Traversing the crystalline phase space of contorted hexabenzocoronene to maximize charge transport
ORAL
Abstract
Alternative crystal structures of molecular semiconductors may exhibit increased intermolecular charge transport, but methods to controllably access non-thermodynamically-favored crystal structures are lacking. Starting with an amorphous film of contorted hexabenozocoronene (HBC) and applying thermal and solvent-vapor annealing to induce crystallization, we have accessed three distinct HBC polymorphs, two of which have previously not been observed. HBC films crystallize as polymorph I upon thermal annealing and as polymorph II upon solvent-vapor annealing with tetrahydrofuran.

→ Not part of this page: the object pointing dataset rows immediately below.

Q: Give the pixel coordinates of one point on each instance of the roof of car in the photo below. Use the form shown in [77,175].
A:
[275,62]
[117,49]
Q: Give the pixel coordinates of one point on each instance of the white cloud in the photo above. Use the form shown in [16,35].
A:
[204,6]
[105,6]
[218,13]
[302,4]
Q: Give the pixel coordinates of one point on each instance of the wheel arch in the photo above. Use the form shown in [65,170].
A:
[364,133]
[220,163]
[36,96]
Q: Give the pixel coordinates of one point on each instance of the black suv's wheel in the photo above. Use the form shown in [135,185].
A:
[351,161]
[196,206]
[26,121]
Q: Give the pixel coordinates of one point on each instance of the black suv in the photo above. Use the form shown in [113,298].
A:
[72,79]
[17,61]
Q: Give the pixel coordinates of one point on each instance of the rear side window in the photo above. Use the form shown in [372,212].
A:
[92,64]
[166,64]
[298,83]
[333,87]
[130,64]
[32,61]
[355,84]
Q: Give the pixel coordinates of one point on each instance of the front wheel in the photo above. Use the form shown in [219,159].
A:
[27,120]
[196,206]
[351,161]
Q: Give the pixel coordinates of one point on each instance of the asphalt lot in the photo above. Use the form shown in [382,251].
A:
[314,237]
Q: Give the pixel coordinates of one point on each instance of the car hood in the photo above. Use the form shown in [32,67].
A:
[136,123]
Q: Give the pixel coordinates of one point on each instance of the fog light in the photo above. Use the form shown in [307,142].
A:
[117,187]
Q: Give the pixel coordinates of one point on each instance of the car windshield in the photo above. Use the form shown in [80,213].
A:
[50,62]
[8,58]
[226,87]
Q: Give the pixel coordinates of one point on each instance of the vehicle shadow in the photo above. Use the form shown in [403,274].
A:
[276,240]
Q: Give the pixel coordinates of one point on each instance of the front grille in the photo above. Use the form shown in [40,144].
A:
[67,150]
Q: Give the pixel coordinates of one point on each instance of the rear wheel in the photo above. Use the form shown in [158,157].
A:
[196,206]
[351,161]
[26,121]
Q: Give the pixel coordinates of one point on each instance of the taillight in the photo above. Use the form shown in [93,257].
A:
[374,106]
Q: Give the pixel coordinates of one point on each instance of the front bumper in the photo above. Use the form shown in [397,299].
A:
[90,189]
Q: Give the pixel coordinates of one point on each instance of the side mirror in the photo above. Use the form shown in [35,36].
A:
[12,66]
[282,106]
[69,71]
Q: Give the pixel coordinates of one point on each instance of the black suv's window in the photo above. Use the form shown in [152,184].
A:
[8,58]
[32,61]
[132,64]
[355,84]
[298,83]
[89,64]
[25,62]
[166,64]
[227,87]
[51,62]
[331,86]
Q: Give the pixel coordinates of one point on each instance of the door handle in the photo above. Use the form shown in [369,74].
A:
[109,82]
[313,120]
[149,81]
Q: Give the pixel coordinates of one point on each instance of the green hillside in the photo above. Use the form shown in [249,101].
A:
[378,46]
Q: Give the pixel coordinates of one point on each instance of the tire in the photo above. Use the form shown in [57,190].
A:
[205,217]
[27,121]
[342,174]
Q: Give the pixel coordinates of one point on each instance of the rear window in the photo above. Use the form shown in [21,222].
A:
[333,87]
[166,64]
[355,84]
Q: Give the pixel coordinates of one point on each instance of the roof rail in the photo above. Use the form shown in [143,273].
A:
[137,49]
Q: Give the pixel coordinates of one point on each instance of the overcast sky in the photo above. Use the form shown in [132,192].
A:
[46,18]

Subsequent solvent-vapor annealing of polymorph I converts it to polymorph II; thermal annealing polymorph II transforms HBC to yet a different crystal structure, denoted polymorph II'. Though the crystal structure can be tuned through sequential processing, the preferred out-of-plane molecular orientation adopted by HBC is determined primarily by the first processing step. By imposing different processing sequences, we can access films having different polymorphs but the same molecular orientation, and also films having the same polymorph but different molecular orientations, thereby allowing us to decouple the relative contributions of polymorphism and preferential orientation to charge transport.